Manhattan’s last Dutch colonial farmhouse has overlooked bustling Broadway for more than 200 years. Today, it reflects the diverse and energetic populations that call Inwood home.
Jan Dyckman established a farm near the northern tip of Manhattan in the 1660s. After its destruction in the Revolutionary War, William Dyckman, Jan’s grandson, replanted the land and built this farmhouse around 1784. Constructed mostly of fieldstone and clapboard, it features sloping spring eaves, wide porches, and a simple brick facade facing the street. The small home served three generations of the Dyckman family until 1868. As the character of the neighborhood changed from rural to urban, the old farmhouse slid into disrepair.

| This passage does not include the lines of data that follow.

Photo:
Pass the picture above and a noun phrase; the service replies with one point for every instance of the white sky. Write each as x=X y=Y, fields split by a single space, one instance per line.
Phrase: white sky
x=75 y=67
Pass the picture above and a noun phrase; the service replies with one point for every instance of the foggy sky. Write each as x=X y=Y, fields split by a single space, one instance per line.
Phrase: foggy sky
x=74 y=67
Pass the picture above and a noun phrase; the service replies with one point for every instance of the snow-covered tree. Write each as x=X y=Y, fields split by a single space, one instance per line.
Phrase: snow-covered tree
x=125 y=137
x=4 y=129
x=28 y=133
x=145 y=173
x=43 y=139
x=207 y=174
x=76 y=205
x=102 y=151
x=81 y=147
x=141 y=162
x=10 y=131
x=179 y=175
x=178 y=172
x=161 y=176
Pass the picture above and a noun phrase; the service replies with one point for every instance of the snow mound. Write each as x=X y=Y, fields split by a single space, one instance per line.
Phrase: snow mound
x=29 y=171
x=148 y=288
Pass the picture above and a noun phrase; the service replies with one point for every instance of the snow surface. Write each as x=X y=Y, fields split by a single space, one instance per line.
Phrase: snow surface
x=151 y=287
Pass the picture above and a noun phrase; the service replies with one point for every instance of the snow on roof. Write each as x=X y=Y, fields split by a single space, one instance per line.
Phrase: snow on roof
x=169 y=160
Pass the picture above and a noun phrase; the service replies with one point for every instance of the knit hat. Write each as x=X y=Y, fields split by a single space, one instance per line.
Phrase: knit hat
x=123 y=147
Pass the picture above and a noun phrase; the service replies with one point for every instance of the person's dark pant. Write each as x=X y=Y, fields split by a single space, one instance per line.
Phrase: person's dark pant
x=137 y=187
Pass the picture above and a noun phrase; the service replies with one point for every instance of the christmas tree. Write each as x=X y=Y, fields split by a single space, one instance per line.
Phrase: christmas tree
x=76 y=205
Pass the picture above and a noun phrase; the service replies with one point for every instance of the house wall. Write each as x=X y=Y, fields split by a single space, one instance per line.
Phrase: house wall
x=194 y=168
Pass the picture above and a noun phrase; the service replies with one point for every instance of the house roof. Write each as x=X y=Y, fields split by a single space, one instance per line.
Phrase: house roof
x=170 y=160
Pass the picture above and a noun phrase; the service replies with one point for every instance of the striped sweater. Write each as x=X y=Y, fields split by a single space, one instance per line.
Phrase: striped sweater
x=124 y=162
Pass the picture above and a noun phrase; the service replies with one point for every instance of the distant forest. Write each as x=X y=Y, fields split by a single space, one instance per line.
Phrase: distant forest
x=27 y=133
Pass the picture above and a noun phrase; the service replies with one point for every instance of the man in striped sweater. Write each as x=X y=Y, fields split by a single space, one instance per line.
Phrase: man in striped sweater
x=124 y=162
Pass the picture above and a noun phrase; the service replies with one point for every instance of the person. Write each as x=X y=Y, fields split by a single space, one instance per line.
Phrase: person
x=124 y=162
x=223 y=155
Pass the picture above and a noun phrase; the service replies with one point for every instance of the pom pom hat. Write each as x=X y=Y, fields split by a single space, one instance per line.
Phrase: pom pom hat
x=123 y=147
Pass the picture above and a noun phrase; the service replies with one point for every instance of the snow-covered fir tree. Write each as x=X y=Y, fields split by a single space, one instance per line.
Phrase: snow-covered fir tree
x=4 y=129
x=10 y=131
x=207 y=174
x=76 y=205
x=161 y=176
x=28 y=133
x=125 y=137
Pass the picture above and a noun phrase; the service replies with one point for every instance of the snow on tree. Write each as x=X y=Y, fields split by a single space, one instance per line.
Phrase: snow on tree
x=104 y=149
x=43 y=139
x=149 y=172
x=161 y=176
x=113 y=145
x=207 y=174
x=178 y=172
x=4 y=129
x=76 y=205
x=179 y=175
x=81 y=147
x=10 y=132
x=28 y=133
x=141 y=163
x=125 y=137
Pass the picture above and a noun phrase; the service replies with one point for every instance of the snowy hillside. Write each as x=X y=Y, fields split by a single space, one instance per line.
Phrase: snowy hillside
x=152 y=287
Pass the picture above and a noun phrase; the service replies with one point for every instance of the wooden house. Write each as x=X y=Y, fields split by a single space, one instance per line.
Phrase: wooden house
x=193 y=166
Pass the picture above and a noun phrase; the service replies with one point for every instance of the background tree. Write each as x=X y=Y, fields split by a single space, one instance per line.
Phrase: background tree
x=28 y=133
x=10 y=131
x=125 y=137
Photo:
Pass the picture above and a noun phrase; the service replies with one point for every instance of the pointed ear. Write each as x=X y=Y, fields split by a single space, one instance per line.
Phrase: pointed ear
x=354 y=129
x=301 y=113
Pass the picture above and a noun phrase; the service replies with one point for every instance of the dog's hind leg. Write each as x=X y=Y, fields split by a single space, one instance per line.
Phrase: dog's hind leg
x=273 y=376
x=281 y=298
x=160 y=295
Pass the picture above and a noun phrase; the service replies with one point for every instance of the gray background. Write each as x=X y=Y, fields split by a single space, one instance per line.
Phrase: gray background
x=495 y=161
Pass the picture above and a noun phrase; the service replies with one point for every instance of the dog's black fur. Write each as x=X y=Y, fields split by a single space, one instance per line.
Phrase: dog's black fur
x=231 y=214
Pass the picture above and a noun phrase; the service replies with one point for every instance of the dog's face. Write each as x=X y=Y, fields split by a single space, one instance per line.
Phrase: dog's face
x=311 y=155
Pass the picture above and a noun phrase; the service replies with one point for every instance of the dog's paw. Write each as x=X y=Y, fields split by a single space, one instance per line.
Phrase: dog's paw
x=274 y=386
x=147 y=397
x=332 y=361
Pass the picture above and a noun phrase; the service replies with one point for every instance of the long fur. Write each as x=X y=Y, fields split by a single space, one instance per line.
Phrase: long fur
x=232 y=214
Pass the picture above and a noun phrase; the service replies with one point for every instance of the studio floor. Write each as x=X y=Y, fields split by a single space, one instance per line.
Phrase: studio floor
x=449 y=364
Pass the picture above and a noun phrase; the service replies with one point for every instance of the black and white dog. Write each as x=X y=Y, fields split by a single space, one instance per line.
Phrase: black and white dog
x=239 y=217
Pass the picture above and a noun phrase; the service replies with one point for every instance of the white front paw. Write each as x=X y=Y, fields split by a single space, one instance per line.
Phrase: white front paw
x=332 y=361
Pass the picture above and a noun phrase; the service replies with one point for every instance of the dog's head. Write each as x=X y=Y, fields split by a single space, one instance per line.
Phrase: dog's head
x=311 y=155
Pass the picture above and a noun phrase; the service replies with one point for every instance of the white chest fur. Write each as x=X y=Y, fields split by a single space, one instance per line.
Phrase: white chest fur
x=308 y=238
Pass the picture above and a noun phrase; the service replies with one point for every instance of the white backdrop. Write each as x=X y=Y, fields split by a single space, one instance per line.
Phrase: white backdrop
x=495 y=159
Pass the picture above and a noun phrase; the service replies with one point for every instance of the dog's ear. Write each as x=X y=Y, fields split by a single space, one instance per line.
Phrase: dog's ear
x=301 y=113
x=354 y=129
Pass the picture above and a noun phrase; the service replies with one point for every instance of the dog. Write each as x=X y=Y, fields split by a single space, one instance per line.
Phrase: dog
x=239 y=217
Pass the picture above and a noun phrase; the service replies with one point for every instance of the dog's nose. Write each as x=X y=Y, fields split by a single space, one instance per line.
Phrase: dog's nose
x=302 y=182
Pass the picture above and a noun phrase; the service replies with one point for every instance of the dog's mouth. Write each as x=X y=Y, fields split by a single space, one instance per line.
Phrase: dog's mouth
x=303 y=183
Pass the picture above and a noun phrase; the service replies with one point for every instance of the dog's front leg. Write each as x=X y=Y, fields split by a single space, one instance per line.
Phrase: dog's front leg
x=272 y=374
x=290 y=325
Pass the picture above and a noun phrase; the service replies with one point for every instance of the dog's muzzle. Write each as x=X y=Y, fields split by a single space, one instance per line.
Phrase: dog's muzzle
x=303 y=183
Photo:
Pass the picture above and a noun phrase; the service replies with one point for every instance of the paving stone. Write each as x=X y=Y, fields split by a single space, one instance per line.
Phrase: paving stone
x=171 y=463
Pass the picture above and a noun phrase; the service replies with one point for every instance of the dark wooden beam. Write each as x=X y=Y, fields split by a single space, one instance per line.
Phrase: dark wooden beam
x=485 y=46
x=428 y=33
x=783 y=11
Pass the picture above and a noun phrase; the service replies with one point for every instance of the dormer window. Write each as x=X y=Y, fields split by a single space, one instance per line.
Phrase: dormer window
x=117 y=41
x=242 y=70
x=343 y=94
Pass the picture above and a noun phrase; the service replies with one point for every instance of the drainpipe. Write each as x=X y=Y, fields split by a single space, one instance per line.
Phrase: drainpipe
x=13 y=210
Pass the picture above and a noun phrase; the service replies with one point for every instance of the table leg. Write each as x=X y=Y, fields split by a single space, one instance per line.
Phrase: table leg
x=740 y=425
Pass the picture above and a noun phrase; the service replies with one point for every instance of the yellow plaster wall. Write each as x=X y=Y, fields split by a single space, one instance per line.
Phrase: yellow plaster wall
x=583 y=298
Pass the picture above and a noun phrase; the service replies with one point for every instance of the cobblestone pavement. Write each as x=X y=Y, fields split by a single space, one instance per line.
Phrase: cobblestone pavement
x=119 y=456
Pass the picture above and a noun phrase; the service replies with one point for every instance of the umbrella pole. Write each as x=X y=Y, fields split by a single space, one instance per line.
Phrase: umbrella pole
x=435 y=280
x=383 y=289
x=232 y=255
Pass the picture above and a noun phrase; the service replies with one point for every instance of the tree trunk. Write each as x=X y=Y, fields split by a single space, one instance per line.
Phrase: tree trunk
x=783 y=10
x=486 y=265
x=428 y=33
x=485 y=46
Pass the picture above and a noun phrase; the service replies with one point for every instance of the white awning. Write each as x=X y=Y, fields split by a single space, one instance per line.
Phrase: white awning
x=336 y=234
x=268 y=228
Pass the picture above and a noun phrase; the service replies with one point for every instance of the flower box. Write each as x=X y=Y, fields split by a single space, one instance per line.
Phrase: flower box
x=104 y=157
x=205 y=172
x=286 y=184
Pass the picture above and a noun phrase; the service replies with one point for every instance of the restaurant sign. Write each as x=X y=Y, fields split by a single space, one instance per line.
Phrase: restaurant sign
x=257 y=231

In 1915, Mary Alice Dyckman Dean and Fannie Fredericka Dyckman Welch, daughters of the last Dyckman to grow up in the house, bought the building and worked with their husbands, curator Bashford Dean and architect Alexander McMillan Welch, to restore it. The sisters sought to preserve and exhibit not just a family relic but an entire way of life. They filled the rooms with objects that evoked their vision of New York’s Dutch heritage. In the garden, a fieldstone smokehouse was added and a half-timbered wood hut—originally built in the area by Hessian mercenaries during the Revolutionary War—was reconstructed. When the restoration was completed in 1916, the house and grounds were donated to the City of New York as a museum of early American life. Today, education programs continue the sisters’ goal of preserving the past for future generations.
The Dyckman Farmhouse Museum is owned by the New York City Department of Parks & Recreation, operated by the Dyckman Farmhouse Museum Alliance, and is a member of the Historic House Trust.